Il faut bien mesurer que ces manques à gagner affaiblissent toute la chaîne de création, de production et de diffusion et se répercutent inévitablement sur l’offre légale.
Moins de moyens, c’est moins de productions, moins de capacité à rendre la culture accessible au plus grand nombre, c’est, à terme, une fragilisation de l’exception culturelle française.
Quand un député La France insoumise se vante publiquement d’utiliser l’IPTV pour accéder illégalement à des contenus, d’une part il affaiblit sa fonction, d’autre part il banalise le vol de droits et de revenus qui impacte directement les ressources des associations et des acteurs culturels et sportifs.
Le rapport de l’Autorité de Régulation de la communication audiovisuelle (ARCOM) préconise de passer d’une régulation centrée sur l’utilisateur, à une régulation plus technique, ciblant les hébergeurs de contenus illicites, les fournisseurs de réseaux virtuels privés et de noms de domaine (DNS).
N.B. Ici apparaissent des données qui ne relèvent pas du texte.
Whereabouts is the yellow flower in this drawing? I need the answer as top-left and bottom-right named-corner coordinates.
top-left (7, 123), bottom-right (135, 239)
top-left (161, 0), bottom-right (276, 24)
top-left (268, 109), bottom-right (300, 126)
La nature intrinsèquement transfrontalière des infrastructures de piratage, l’exploitation des différences de législation par les acteurs illicites plaident de mon point de vue clairement en faveur d’une coordination européenne renforcée.
J’ai demandé au Président de l’autorité de régulation si une harmonisation des lois à l’échelle européenne n’était-elle pas la seule solution pour s’attaquer efficacement à l’économie du piratage.